Journal article
Multilevel Thresholding based on Cuckoo Search Algorithm using Tsallis's Objective Function for Coastal Video Image Segmentation
I Gusti Ngurah Agung Pawana P I MADE OKA WIDYANTARA NI MADE ARY ESTA DEWI WIRASTUTI
Volume : 11 Nomor : 7 Published : 2019, July
International Journal of Computer Engineering and Information Technology
Abstrak
Image segmentation could be a difficult surroundings is a due to the presence of weakly correlated and ambiguous multiple regions of interest. Many algorithms are developed to get optimum threshold values for segmenting satellite images with efficiency in their quality and blurred regions of image. In this paper a novel multilevel thresholding algorithm using a Cuckoo Search (CS) algorithm has been proposed for solving the coastal video image segmentation problem.

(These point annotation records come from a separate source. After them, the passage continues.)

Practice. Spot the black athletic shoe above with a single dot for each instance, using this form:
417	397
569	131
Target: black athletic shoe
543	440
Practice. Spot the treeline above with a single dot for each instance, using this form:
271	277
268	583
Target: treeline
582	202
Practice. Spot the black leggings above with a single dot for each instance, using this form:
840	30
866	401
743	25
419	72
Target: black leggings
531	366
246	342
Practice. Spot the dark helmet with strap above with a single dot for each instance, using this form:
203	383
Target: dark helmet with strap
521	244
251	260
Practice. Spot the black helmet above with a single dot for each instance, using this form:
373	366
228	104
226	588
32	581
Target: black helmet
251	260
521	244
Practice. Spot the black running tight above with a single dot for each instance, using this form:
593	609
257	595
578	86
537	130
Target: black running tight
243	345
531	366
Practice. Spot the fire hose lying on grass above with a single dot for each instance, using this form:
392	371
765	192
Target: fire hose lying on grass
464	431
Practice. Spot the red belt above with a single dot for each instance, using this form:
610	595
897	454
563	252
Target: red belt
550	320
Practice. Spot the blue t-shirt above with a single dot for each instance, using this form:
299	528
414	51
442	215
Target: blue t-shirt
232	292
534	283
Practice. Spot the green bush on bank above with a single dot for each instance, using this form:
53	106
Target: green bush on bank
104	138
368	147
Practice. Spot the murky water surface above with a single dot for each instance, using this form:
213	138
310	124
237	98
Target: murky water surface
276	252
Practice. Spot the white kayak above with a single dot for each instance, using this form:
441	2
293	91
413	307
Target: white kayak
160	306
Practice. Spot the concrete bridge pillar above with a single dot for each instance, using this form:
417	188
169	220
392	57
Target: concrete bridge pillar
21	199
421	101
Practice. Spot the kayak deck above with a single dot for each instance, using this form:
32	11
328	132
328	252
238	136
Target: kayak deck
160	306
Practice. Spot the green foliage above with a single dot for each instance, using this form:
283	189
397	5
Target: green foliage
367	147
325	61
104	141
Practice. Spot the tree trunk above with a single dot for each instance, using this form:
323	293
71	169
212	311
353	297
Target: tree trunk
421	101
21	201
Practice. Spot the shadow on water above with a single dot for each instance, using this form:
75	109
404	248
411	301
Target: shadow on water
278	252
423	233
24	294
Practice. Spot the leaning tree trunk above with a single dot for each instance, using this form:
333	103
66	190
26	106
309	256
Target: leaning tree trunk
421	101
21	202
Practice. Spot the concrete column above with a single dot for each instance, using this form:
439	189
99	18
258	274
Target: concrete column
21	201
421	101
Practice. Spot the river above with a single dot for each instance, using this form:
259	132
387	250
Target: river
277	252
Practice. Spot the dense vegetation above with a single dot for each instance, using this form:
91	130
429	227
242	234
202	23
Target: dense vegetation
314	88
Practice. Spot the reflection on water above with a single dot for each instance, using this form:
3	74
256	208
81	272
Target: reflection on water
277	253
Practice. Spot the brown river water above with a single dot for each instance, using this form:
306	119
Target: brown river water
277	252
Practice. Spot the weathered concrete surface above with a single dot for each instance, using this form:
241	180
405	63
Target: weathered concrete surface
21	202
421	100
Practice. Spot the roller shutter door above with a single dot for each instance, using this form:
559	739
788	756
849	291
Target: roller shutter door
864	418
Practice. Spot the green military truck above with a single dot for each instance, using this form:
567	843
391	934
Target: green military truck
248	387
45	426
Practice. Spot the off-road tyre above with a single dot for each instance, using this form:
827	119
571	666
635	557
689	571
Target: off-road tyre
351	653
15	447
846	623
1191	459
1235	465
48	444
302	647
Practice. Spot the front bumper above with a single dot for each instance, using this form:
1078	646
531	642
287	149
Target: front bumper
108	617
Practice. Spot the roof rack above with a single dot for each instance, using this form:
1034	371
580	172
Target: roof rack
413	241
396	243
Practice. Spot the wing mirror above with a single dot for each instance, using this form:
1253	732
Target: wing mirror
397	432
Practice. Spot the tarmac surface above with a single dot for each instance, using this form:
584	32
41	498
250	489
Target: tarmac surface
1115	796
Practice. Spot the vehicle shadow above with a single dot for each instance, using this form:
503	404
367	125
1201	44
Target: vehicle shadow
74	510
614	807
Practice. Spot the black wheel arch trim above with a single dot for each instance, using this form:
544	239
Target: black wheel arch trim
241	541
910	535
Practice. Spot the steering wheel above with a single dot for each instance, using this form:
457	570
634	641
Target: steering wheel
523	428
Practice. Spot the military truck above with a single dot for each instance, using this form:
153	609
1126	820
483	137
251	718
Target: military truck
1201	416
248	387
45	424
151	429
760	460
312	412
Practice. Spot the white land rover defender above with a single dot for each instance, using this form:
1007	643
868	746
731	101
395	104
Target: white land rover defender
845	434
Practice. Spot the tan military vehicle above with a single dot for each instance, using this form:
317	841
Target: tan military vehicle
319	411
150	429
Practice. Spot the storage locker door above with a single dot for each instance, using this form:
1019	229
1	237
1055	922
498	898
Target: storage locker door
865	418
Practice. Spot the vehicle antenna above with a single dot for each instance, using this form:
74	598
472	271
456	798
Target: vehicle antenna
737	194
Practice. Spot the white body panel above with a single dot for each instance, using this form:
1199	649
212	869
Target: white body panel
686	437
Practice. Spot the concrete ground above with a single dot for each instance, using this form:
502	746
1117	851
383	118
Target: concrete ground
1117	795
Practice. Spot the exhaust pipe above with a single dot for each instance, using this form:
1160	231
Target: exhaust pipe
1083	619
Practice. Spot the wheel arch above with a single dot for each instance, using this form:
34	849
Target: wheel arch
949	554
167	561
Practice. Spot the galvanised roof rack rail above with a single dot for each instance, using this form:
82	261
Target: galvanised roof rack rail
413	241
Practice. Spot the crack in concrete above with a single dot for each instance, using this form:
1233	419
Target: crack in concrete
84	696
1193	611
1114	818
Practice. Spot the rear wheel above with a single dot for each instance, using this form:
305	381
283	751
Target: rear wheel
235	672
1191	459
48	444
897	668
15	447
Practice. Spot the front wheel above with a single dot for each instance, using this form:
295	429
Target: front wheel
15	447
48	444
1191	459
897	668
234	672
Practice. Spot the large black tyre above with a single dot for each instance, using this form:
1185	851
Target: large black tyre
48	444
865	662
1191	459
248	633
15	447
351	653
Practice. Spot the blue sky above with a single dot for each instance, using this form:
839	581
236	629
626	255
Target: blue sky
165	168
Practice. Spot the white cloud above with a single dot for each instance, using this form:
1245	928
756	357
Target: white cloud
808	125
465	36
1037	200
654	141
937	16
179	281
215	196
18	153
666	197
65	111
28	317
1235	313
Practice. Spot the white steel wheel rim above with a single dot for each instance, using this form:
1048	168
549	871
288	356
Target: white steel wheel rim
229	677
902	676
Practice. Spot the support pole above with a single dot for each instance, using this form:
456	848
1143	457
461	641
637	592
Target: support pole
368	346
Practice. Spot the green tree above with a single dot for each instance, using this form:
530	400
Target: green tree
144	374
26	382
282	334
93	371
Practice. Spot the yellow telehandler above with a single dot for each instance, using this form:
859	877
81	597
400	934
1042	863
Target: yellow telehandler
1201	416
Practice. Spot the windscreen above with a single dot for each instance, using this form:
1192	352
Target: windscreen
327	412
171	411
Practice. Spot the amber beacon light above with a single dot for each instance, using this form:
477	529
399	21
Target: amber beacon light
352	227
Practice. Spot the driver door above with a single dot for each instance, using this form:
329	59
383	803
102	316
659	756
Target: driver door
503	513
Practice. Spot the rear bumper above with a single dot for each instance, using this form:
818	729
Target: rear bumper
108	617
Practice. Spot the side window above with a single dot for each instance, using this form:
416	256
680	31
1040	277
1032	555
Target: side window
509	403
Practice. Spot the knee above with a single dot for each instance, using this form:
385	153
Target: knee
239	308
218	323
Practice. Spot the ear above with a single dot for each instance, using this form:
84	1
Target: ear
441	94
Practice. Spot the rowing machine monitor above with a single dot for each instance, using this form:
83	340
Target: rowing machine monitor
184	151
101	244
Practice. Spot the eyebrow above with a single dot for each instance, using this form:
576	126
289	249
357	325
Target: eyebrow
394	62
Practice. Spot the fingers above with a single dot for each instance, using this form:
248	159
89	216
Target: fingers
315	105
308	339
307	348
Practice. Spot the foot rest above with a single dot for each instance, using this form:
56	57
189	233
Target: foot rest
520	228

The optimum threshold values are determined by the maximization of Tsaliis’s objective function using CS algorithm. In this paper, the analysis of CS algorithm performance is combined with Tsallis's objective function. Based on evaluations of PSNR, FSIM and Convergence characteristi CS, the Algorithm CS based on Tsallis objective function evolved to be most promising and computationally efficient for segmenting coastal video images achieve stable global optimum thresholds. The experiments results encourages related researches in computer vision, remote sensing and image processing applications.